$\sqrt3=1.b_1b_2...$is the binary representation of $\sqrt3$.
i.e. $\sqrt3=1+\dfrac{b_1}{2^1}+\dfrac{b_2}{2^2}+...$
Prove that at least one of the digits $b_n,b_{n+1},...,b_{2n}$ is 1.
my attempt:
Square both sides: $$\left(1+\sum_{i=1}^\infty\frac{b_i}{2^i}\right)^2=3$$ Expand and subtract $1$ from both sides $$2\sum_{i=1}^\infty\frac{b_i}{2^i}+\sum_{i=1}^\infty\frac{b_i^2}{2^{2i}}=2$$ divide both side by 2 $$\sum_{i=1}^\infty\frac{b_i}{2^i}+\sum_{i=1}^\infty\frac{b_i^2}{2^{2i+1}}=1$$ Tidy up $$\sum_{i=1}^\infty\frac{1}{2^i}\left(b_i+\frac{b_i^2}{2^{i+1}}\right)=1$$ Lemma: $\displaystyle\sum_{i=m}^\infty\frac{1}{2^i}\left(1+\frac{1}{2^{i+1}}\right)<\frac{1}{2^{m-2}}$
Proof: multiply both side by $2^{m-1}$$$\sum_{i=1}^\infty\frac{1}{2^i}+\frac{1}{2^{m+1+i}}<2$$which is trivial for any positive integer m.
Proceed the proof by contradiction: suppose $b_n,b_{n+1},...b_{2n}$ are all equal to $0$. Then the sum $\sum_{i=1}^{n-1}\frac{1}{2^i}\left(b_i+\frac{b_i^2}{2^{i+1}}\right)$ is in the form of $1-\frac{x}{2^{2n-1}}$.

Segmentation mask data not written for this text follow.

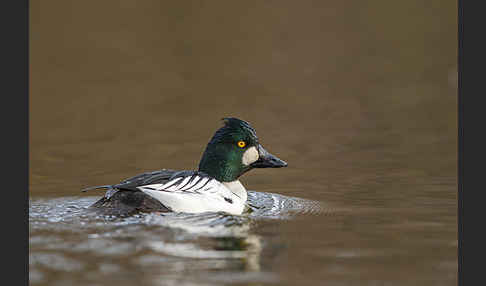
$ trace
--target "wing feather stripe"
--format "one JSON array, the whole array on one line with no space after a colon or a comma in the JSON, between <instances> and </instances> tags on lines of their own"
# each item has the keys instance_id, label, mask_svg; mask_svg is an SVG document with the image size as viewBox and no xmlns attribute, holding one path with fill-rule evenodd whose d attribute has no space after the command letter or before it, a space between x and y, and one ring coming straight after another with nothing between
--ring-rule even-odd
<instances>
[{"instance_id":1,"label":"wing feather stripe","mask_svg":"<svg viewBox=\"0 0 486 286\"><path fill-rule=\"evenodd\" d=\"M185 186L190 179L191 179L191 177L185 177L185 178L183 178L182 181L180 181L180 183L177 184L177 189L176 190L179 190L181 188L181 186Z\"/></svg>"},{"instance_id":2,"label":"wing feather stripe","mask_svg":"<svg viewBox=\"0 0 486 286\"><path fill-rule=\"evenodd\" d=\"M199 191L200 189L204 188L204 187L205 187L207 184L209 184L209 182L211 182L211 180L212 180L211 178L208 178L208 180L206 181L206 183L204 183L204 185L200 186L200 187L199 187L199 188L197 188L197 189L194 189L193 191L194 191L194 192L197 192L197 191Z\"/></svg>"},{"instance_id":3,"label":"wing feather stripe","mask_svg":"<svg viewBox=\"0 0 486 286\"><path fill-rule=\"evenodd\" d=\"M169 182L167 182L167 184L169 184L169 183L172 183L172 184L170 184L169 186L164 186L164 189L168 189L168 188L170 188L170 187L174 186L174 185L175 185L177 182L179 182L181 179L182 179L182 177L180 177L180 178L176 178L176 179L174 179L173 181L169 181Z\"/></svg>"},{"instance_id":4,"label":"wing feather stripe","mask_svg":"<svg viewBox=\"0 0 486 286\"><path fill-rule=\"evenodd\" d=\"M196 176L196 177L197 177L197 180L195 180L194 184L190 185L189 187L187 187L185 189L181 188L181 192L185 192L185 191L187 191L187 190L189 190L191 188L196 187L197 184L199 184L201 181L204 180L204 178L202 178L202 177L199 177L199 176Z\"/></svg>"},{"instance_id":5,"label":"wing feather stripe","mask_svg":"<svg viewBox=\"0 0 486 286\"><path fill-rule=\"evenodd\" d=\"M192 175L192 176L188 177L188 178L189 178L189 180L187 181L187 183L185 183L184 185L180 186L180 187L179 187L179 189L182 191L182 189L183 189L185 186L190 185L190 183L191 183L192 181L194 181L194 179L195 179L196 177L197 177L197 174L194 174L194 175ZM189 186L189 188L190 188L191 186L192 186L192 185L190 185L190 186Z\"/></svg>"}]
</instances>

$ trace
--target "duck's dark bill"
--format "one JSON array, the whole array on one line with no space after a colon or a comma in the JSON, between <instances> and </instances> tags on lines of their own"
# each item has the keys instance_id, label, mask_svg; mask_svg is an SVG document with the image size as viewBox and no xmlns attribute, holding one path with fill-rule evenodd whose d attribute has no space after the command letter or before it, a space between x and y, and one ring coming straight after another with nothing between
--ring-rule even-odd
<instances>
[{"instance_id":1,"label":"duck's dark bill","mask_svg":"<svg viewBox=\"0 0 486 286\"><path fill-rule=\"evenodd\" d=\"M253 168L281 168L287 167L287 162L280 160L276 156L268 153L262 145L258 146L259 158L256 162L252 163Z\"/></svg>"}]
</instances>

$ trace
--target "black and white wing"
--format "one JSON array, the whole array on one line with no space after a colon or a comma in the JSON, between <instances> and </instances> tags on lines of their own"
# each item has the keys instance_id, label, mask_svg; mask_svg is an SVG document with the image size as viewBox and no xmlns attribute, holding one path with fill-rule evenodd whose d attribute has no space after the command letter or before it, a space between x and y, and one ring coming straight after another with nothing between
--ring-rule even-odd
<instances>
[{"instance_id":1,"label":"black and white wing","mask_svg":"<svg viewBox=\"0 0 486 286\"><path fill-rule=\"evenodd\" d=\"M137 186L137 189L180 193L180 194L202 194L215 192L219 185L218 181L201 172L182 171L174 174L169 181L163 183L150 183Z\"/></svg>"},{"instance_id":2,"label":"black and white wing","mask_svg":"<svg viewBox=\"0 0 486 286\"><path fill-rule=\"evenodd\" d=\"M138 191L138 186L144 186L149 184L163 184L168 182L174 175L181 173L175 170L162 169L158 171L146 172L138 174L134 177L123 180L122 182L115 185L103 185L84 188L81 191L86 192L96 189L108 189L108 192L117 190L126 191Z\"/></svg>"},{"instance_id":3,"label":"black and white wing","mask_svg":"<svg viewBox=\"0 0 486 286\"><path fill-rule=\"evenodd\" d=\"M113 188L136 191L138 186L166 183L178 173L181 172L169 169L147 172L123 180L121 183L113 185Z\"/></svg>"},{"instance_id":4,"label":"black and white wing","mask_svg":"<svg viewBox=\"0 0 486 286\"><path fill-rule=\"evenodd\" d=\"M241 214L244 208L244 202L240 202L238 196L219 181L200 172L180 172L166 183L138 186L137 189L176 212L225 211Z\"/></svg>"}]
</instances>

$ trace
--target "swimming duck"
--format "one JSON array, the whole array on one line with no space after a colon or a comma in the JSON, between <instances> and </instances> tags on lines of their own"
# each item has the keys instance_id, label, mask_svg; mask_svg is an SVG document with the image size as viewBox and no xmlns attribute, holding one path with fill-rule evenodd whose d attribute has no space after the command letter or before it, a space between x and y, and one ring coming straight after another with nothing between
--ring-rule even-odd
<instances>
[{"instance_id":1,"label":"swimming duck","mask_svg":"<svg viewBox=\"0 0 486 286\"><path fill-rule=\"evenodd\" d=\"M139 174L108 189L91 207L119 215L136 212L226 212L245 210L247 192L238 178L253 168L281 168L287 163L267 152L255 129L238 118L223 118L195 171L162 169Z\"/></svg>"}]
</instances>

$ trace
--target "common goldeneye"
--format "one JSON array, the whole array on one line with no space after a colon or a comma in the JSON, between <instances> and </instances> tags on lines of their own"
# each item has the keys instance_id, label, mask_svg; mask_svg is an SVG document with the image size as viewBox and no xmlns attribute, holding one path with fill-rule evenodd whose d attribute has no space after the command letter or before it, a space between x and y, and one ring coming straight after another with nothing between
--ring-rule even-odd
<instances>
[{"instance_id":1,"label":"common goldeneye","mask_svg":"<svg viewBox=\"0 0 486 286\"><path fill-rule=\"evenodd\" d=\"M108 189L91 207L119 215L136 212L227 212L239 215L247 193L238 178L253 168L280 168L287 163L268 153L255 129L238 118L223 118L204 151L197 171L163 169L139 174Z\"/></svg>"}]
</instances>

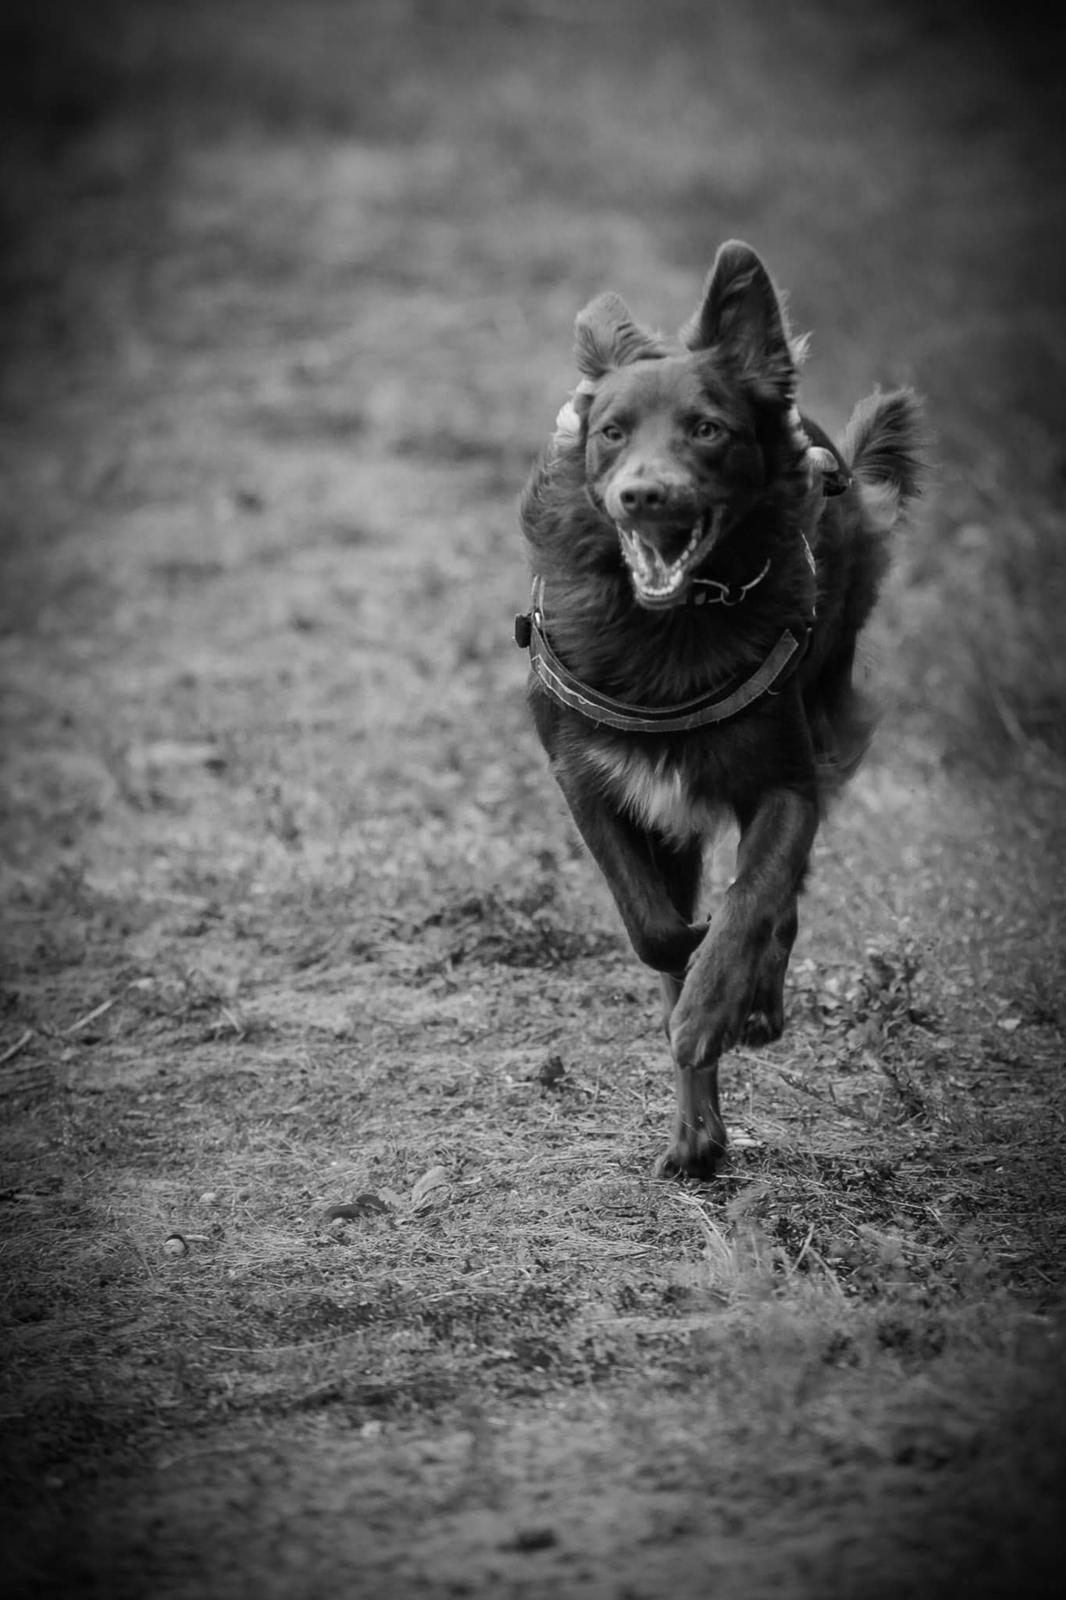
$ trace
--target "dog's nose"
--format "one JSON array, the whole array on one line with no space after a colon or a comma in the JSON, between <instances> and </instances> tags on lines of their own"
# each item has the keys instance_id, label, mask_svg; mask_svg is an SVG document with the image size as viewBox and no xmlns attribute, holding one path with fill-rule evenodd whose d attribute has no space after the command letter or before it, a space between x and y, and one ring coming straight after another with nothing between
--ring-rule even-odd
<instances>
[{"instance_id":1,"label":"dog's nose","mask_svg":"<svg viewBox=\"0 0 1066 1600\"><path fill-rule=\"evenodd\" d=\"M639 516L649 511L662 511L666 506L666 488L661 483L632 483L618 492L623 511Z\"/></svg>"}]
</instances>

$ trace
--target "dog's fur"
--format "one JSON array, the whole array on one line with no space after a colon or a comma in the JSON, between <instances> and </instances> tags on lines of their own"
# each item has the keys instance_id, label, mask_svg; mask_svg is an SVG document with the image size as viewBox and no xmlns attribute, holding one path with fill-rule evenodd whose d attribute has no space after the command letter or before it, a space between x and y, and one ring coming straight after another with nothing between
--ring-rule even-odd
<instances>
[{"instance_id":1,"label":"dog's fur","mask_svg":"<svg viewBox=\"0 0 1066 1600\"><path fill-rule=\"evenodd\" d=\"M679 344L602 295L577 319L576 350L581 382L521 506L544 627L570 672L645 707L747 677L784 628L809 619L814 557L802 664L731 720L622 732L531 679L574 821L634 950L662 975L677 1113L659 1170L708 1177L726 1144L719 1057L782 1032L811 845L871 730L852 684L856 638L886 535L919 489L920 413L904 390L864 401L840 452L850 487L828 498L829 441L795 410L801 344L758 256L737 242L719 251ZM730 599L751 587L739 603L694 606L701 582L731 585ZM723 815L739 827L737 871L708 927L693 919Z\"/></svg>"}]
</instances>

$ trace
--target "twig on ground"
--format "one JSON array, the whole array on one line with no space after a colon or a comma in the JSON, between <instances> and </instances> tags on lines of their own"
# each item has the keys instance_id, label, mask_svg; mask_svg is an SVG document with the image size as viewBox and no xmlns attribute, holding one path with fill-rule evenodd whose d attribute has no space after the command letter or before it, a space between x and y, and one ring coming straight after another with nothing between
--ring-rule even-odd
<instances>
[{"instance_id":1,"label":"twig on ground","mask_svg":"<svg viewBox=\"0 0 1066 1600\"><path fill-rule=\"evenodd\" d=\"M812 1229L811 1231L813 1232L814 1230ZM811 1244L810 1235L808 1235L808 1237L807 1237L807 1242L804 1244L803 1250L806 1250L807 1254L812 1258L812 1260L817 1261L818 1265L821 1267L822 1271L825 1273L826 1278L833 1285L834 1292L839 1296L839 1298L841 1300L843 1300L844 1299L844 1289L843 1289L843 1286L842 1286L842 1284L840 1282L840 1279L837 1277L836 1273L833 1271L832 1267L829 1265L829 1263L825 1259L825 1257L823 1255L819 1254L819 1252ZM803 1254L803 1250L800 1251L800 1255ZM796 1260L797 1260L797 1262L799 1261L799 1256L796 1257Z\"/></svg>"},{"instance_id":2,"label":"twig on ground","mask_svg":"<svg viewBox=\"0 0 1066 1600\"><path fill-rule=\"evenodd\" d=\"M87 1028L90 1022L95 1022L97 1017L102 1017L108 1011L110 1011L114 1004L114 999L102 1000L98 1006L94 1006L93 1009L91 1011L87 1011L83 1017L79 1017L77 1022L72 1022L69 1028L64 1028L63 1032L77 1033L80 1029Z\"/></svg>"},{"instance_id":3,"label":"twig on ground","mask_svg":"<svg viewBox=\"0 0 1066 1600\"><path fill-rule=\"evenodd\" d=\"M22 1035L22 1038L21 1039L16 1039L14 1044L8 1045L8 1047L4 1051L3 1055L0 1056L0 1067L6 1066L6 1064L9 1061L13 1061L14 1058L18 1055L20 1050L25 1050L26 1046L29 1044L29 1042L30 1042L30 1040L32 1038L33 1038L33 1029L32 1028L27 1028L26 1032Z\"/></svg>"}]
</instances>

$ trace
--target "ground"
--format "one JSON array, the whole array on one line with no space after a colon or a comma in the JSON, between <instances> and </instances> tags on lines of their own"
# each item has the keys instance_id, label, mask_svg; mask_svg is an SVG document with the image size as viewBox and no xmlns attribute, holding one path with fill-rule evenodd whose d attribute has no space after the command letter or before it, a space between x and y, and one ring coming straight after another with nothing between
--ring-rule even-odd
<instances>
[{"instance_id":1,"label":"ground","mask_svg":"<svg viewBox=\"0 0 1066 1600\"><path fill-rule=\"evenodd\" d=\"M1060 34L2 28L10 1592L1057 1593ZM674 327L729 236L805 406L913 383L937 467L698 1185L510 635L575 312Z\"/></svg>"}]
</instances>

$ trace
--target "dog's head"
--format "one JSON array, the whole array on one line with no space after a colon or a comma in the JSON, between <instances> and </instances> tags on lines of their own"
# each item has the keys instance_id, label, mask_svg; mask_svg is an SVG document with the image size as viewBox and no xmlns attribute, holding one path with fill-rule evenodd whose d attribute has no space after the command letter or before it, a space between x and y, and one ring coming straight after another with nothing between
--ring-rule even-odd
<instances>
[{"instance_id":1,"label":"dog's head","mask_svg":"<svg viewBox=\"0 0 1066 1600\"><path fill-rule=\"evenodd\" d=\"M684 603L766 485L768 424L787 429L794 416L795 347L747 245L719 250L680 340L671 347L641 328L614 294L577 319L573 443L584 446L589 494L649 608Z\"/></svg>"}]
</instances>

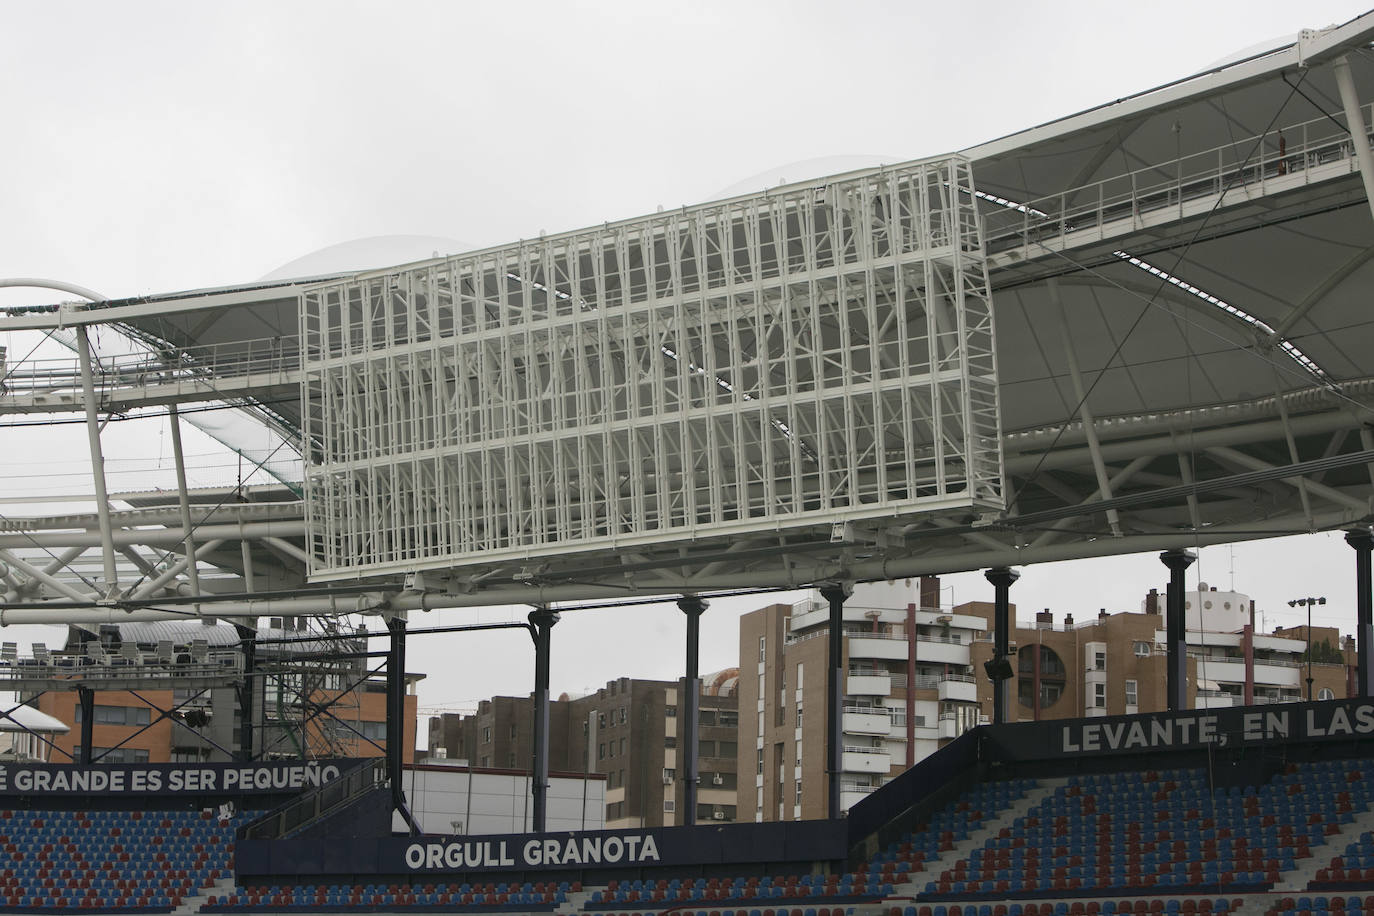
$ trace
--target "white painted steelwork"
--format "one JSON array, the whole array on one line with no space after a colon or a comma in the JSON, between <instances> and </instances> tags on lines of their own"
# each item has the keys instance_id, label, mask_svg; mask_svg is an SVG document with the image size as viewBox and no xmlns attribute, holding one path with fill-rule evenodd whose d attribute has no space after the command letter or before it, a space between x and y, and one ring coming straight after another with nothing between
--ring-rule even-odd
<instances>
[{"instance_id":1,"label":"white painted steelwork","mask_svg":"<svg viewBox=\"0 0 1374 916\"><path fill-rule=\"evenodd\" d=\"M312 578L1000 509L975 201L942 158L309 289Z\"/></svg>"}]
</instances>

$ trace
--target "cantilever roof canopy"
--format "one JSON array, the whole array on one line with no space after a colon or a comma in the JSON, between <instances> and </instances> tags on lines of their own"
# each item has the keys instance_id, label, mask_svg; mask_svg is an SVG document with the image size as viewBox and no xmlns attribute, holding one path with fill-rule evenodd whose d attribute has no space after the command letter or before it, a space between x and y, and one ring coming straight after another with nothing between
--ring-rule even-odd
<instances>
[{"instance_id":1,"label":"cantilever roof canopy","mask_svg":"<svg viewBox=\"0 0 1374 916\"><path fill-rule=\"evenodd\" d=\"M641 591L880 578L1366 525L1374 218L1337 62L1371 120L1372 38L1367 14L964 151L997 326L1005 513L759 545L787 557L785 582L749 557L650 551L480 570L445 600L602 595L627 575ZM113 321L173 348L292 351L307 285L0 326ZM299 427L294 379L252 394Z\"/></svg>"}]
</instances>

But $$\sum_{i=2n+1}^\infty\frac{1}{2^i}\left(b_i+\frac{b_i^2}{2^{i+1}}\right)<\frac{1}{2^{2n-1}}$$by lemma.
Q.E.D.
Is this proof correct? I am also happy for an alternative (and hopefully shorter) solution.
The flaw in your proof was pointed out in the comments, so let me show you my approach
Assume $\sqrt 3$ has all digits $b_i=0$ for $i\in\{n,...,2n\}$ (these are $n+1$ digits). Write
$$\sqrt 3\cdot 2^{n-1}=N + \epsilon= b_1\cdots b_{n-1}.\underbrace{0\cdots0}_{n+1}b_{2n+1}\cdots$$
where $N=b_1\cdots b_{n-1}\in\Bbb N$ is the integer part, and $\epsilon=0.b_{n}b_{n+1}\cdots\in(0,1)$ is the fractional part (which is stricly positive because of the irrationality of $\sqrt{3}$). We have $N< 1.8\cdot 2^{n-1}$ (with $1.8$ being a rough upper bound for $\sqrt 3$). Further, $\epsilon$ must have zeros as the first $n+1$ digits $b_n,...,b_{2n}$. So the largest possible value is
$$\epsilon \le 0.\underbrace{0\dots0}_{n+1}\overline 1=0.\underbrace{0\cdots 0}_n1=\frac1{2^{n+1}}$$
Now observe that
$$\underbrace{3\cdot 2^{2n-2}}_{\text{integer}}=(\sqrt 3\cdot2^{n-1})^2=N^2+2N\epsilon+\epsilon^2.$$
The left side is an integer, and so is $N^2$. Note that $0<2N\epsilon< 0.9$. And finally, since $\epsilon^2<1/2^{2n+2}<0.1$, we cannot close the gap to make the right side a whole integer too.